Neuer Master Kurs “Technologies in Radiotherapy”
Starting in WS25/26, the Institute of Biomedical Engineering (IBT) will offer the new Master course Technologies in Radiotherapy. The course is worth 5 ECTS and combines lectures, excursions, and a hands-on group project.
The course Technologies in Radiotherapy introduces students to the physics, biology, and clinical workflow of modern radiation therapy. It is designed to provide a broad foundation in radiotherapy technologies, from fundamental beam interactions to advanced treatment modalities such as adaptive therapy and FLASH.
The course is divided into three main parts:
- Fundamentals of radiotherapy – beams and accelerators, radiobiology, clinical workflow, and patient set-up.
- Treatment planning systems – algorithms for dose calculation, imaging integration, and hands-on introduction to software such as 3D.
- Emerging technologies and clinical translation (seminar sessions) – adaptive radiotherapy, advanced machine, advanced particle therapy, synthetic CT, and FLASH radiotherapy.
Schedule:
- Weekly lecture on Tuesdays 11:30–13:00, Room 30.34.SR LTI.
- Practical sessions in the IBT lab room (dates to be arranged).
- The course will include an excursion to a radiotherapy facility.
- Four independent seminar sessions (Emerging technologies and clinical translation from late November onwards) with required attendance for two of them.
Evaluation:
- 50% written exam
- 50% group project (individual presentation)
Language:
- English
Course coordination by Prof. Francesca Spadea aided by PhD. Alexander Pryanichnikov and MSc. Joana Leitão, with invited speakers for different sessions.

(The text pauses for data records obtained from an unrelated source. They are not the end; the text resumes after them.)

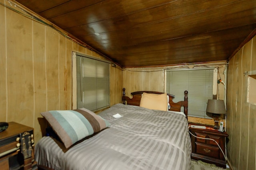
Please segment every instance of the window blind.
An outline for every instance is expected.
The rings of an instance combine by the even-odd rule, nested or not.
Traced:
[[[175,96],[174,102],[184,100],[184,91],[188,92],[188,116],[212,118],[206,111],[212,99],[213,69],[166,71],[166,92]]]
[[[77,108],[96,111],[110,106],[110,64],[76,55]]]

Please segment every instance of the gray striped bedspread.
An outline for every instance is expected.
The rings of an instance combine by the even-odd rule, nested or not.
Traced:
[[[122,117],[112,116],[119,113]],[[183,115],[117,104],[99,115],[111,125],[66,150],[44,137],[38,164],[56,170],[190,170],[191,145]]]

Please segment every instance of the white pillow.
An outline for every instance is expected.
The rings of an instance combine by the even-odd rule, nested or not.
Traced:
[[[168,98],[166,93],[154,94],[143,93],[140,100],[140,107],[153,110],[168,111]]]

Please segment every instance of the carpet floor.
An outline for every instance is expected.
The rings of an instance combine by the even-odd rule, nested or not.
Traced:
[[[214,164],[208,164],[201,160],[191,160],[190,170],[229,170],[218,166]]]

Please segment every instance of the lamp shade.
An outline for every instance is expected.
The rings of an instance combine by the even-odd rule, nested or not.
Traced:
[[[223,100],[208,100],[206,112],[213,114],[227,114]]]

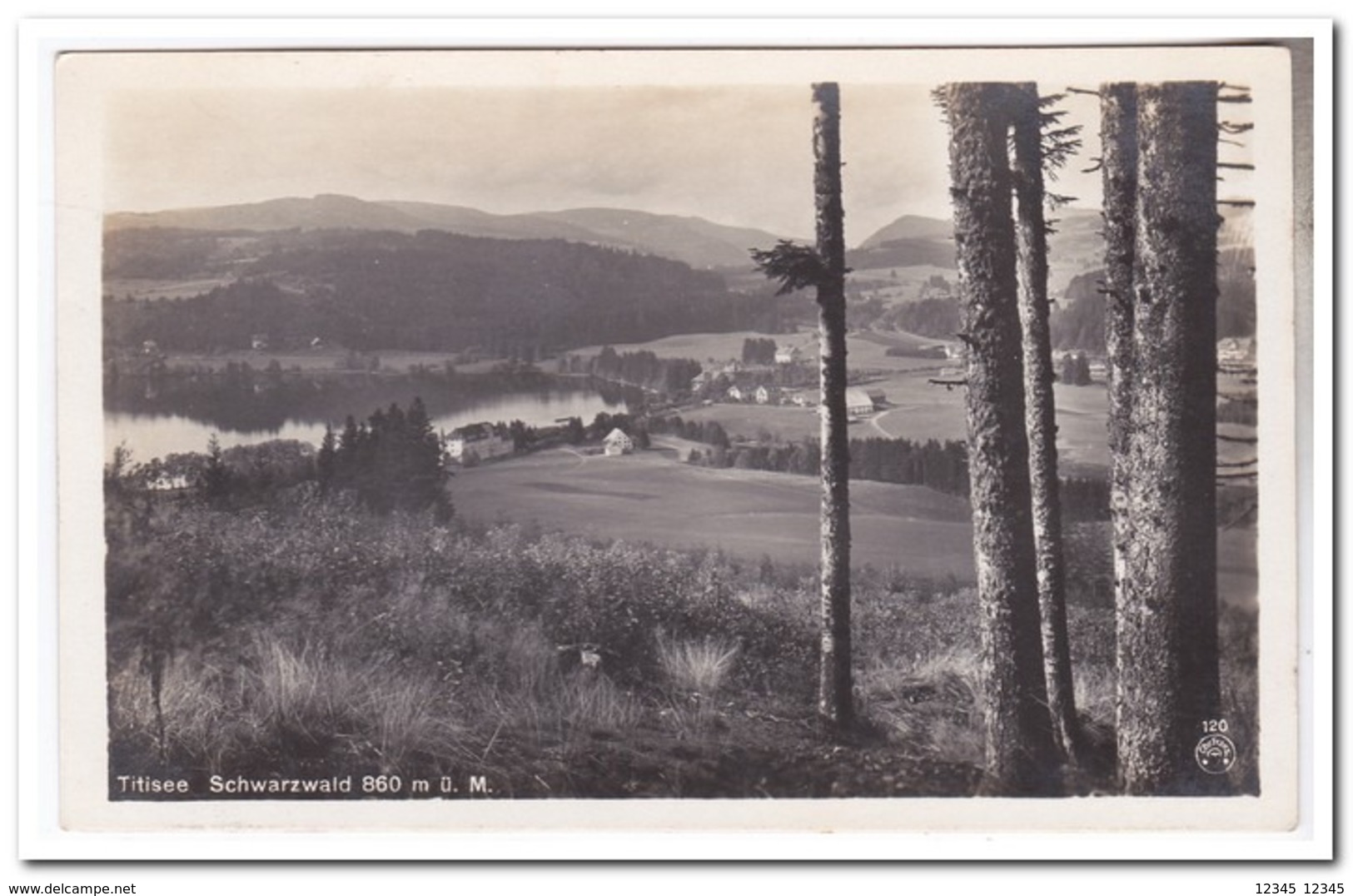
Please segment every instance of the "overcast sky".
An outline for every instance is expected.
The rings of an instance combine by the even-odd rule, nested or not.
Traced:
[[[847,242],[904,214],[947,218],[930,85],[842,84]],[[1054,189],[1099,203],[1097,103]],[[737,88],[164,89],[108,107],[106,208],[154,211],[336,192],[522,212],[613,206],[806,237],[806,84]]]

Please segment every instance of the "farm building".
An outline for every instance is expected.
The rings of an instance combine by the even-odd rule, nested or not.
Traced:
[[[778,405],[779,403],[779,388],[775,386],[758,386],[756,387],[756,403],[758,405]]]
[[[511,439],[498,436],[488,424],[471,424],[453,429],[446,440],[446,453],[459,463],[502,457],[511,452]]]
[[[874,399],[869,397],[863,388],[847,388],[846,390],[846,413],[847,414],[873,414],[874,413]]]
[[[1245,364],[1254,360],[1253,336],[1229,336],[1216,344],[1216,360],[1223,364]]]
[[[602,451],[607,457],[628,455],[635,451],[635,440],[620,429],[612,429],[610,434],[602,440]]]

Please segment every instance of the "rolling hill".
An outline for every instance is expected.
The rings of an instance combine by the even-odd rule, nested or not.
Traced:
[[[432,202],[368,202],[323,194],[211,208],[112,212],[110,231],[179,229],[210,231],[273,230],[445,230],[495,240],[568,240],[628,249],[683,261],[693,268],[751,268],[748,249],[769,248],[781,237],[731,227],[704,218],[659,215],[626,208],[571,208],[498,215]]]

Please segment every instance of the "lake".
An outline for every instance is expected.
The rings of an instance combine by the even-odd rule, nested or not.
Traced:
[[[253,384],[238,388],[219,382],[146,386],[145,380],[106,386],[106,457],[111,457],[122,444],[131,449],[135,462],[179,452],[204,452],[212,436],[222,448],[272,439],[295,439],[318,447],[326,424],[337,432],[349,414],[361,421],[391,403],[407,407],[415,397],[428,406],[433,428],[444,432],[467,424],[507,424],[514,420],[529,426],[548,426],[568,417],[591,422],[601,411],[616,414],[629,410],[624,390],[567,380],[529,387],[509,382],[448,386],[411,379],[336,387],[299,380],[261,391],[256,391]]]

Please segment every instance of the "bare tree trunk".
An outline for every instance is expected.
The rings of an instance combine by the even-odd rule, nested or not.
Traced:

The course is limited to maximum 20 students where the priority is given to:
- Master students of Biomedical Engineering
- ETIT Master students with specialization in Biomedical Engineering.
- ETIT and Computer Science Master Students who have attended some course in medical imaging.
- Master students of other disciplines with strong interest in medical images.
Recommended skills:
- Basic knowledge in medical physics, biology, or medical imaging.
- Interest in computational tools and teamwork.